UNC leaders wanted the center at their school which was where Edwards earned his law degree. But Young says the former vice presidential candidate saw a chance for more, and told him to draw up list of VIP benefits Edwards would get if UNC created the Center on Poverty for him.

"He said to me: 'Andrew, will you draw up a dream list?' Young recalled. "It was basically for everything: football tickets, basketball tickets, parking pass back behind the Koury Natatorium - which is just adjacent to the Dean Smith Center - and guarantee that whenever they went to the Final Four, they would have travel and accommodations."

Young says that in the end, UNC rejected the "dream list." But, about eight weeks after the election 2004, the school named Edwards the director of the Center on Poverty.

Young says he began working the phones and helped raise $3 million for the project.

"These people - before them wanting to make a commitment - would want to come out and see the Senator at work. The problem was he was never there," said Young. "And while he was in there, he would do work related to a book he was working on or he would do campaign work."

Young says Edwards essentially used a taxpayer funded university to benefit his political ambitions.

"The few times he was there, he was doing work - campaign work. I think that it should be concerning that he used a public university for building some ideas for building a platform for running for president," said Young.

Young also says Edwards did political fundraising from his office at the UNC School of Law.

Edwards spent nearly two years as director of the Center on Poverty. It ultimately led to his announcement on December 28, 2006 - in the Ninth Ward of New Orleans - that fighting poverty would be the cornerstone of his 2008 presidential campaign.

"I've learned since the last campaign that it's great to identify a problem ... but the way you change things is by taking action," Edwards told reporters.

Frank Perry - who helped found the North Carolina State Ethics Commission and now works with The Foundation for Ethics in Public Service - says some of Edwards activities at UNC may have been unethical - perhaps even illegal.

"If indeed the allegation is true of promoting a campaign, for framing a campaign, from launching a campaign, or otherwise raising money for a campaign - all that is inappropriate, some of it is illegal," said Perry.

"If there was a ruse of some sort to create a poverty center for the purposes of having a tagline for future campaigns, it's unethical," Perry continued.

UNC's deal with Edwards to open the Center on Poverty occurred before current UNC Chancellor Holden Thorp was hired. He told ABC11 that it was wrong to get involved with Edwards.

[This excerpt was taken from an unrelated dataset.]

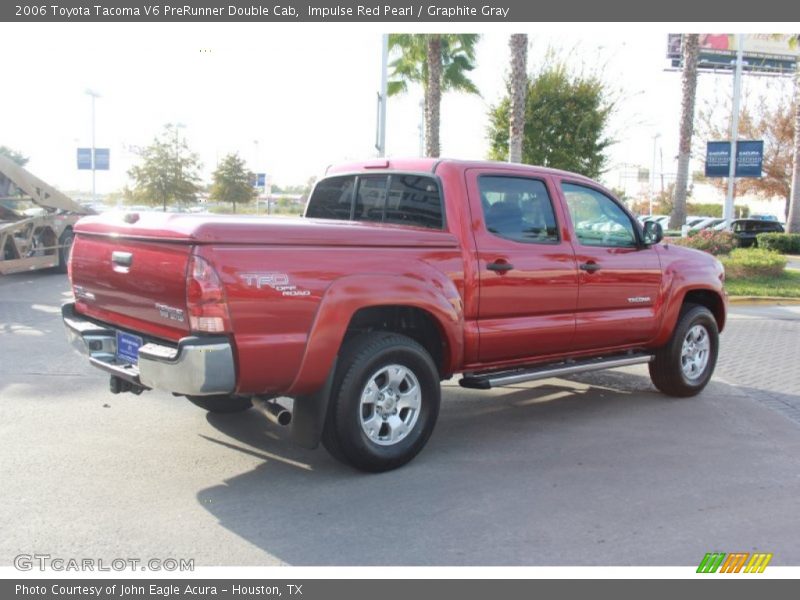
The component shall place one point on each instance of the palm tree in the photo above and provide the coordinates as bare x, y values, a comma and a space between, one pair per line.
793, 218
689, 83
439, 63
518, 44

"I think we've learned a lot from this experience," he said. "I think that it's a good lesson that university should stay out of partisan politics. I'm sorry we affiliated ourselves with Senator Edwards and I think we've learned a lot about how to keep from having this happen again in the future."

Thorp says he and university attorneys investigated the Center on Poverty and did not turn up any illegal activity, but he would undo the past if he could.

"I wish we hadn't done this. I wouldn't do it again, and I think it's a mistake for universities to get into helping to create partisan political campaigns. I'm sorry that we did it. To my knowledge, there wasn't any illegal activity, and I think we've learned a really important lesson," he said.

Edwards' salary at the Center on Poverty, Work and Opportunity was paid through private donations. He left the director's post in 2006 when he began his presidential campaign. There have been two directors since, and the center continues its work of raising public awareness of the plight of those at the bottom of the economic ladder.

Attempts to contact John Edwards for comment on this story were unsuccessful. Edwards put out a statement through his lawyer about Young's book 'The Politician,' shortly after it was published - saying: "From media reports, it is obvious that there are many allegations [in Young’s book] which are simply false. It appears that Andrew Young is primarily motivated by financial gain and media attention."

Young stands by his account.

Edwards mistress Rielle Hunter is also suing Andrew Young and his wife in civil court for return of a video purportedly of her and Edwards having sex. That case has not been decided.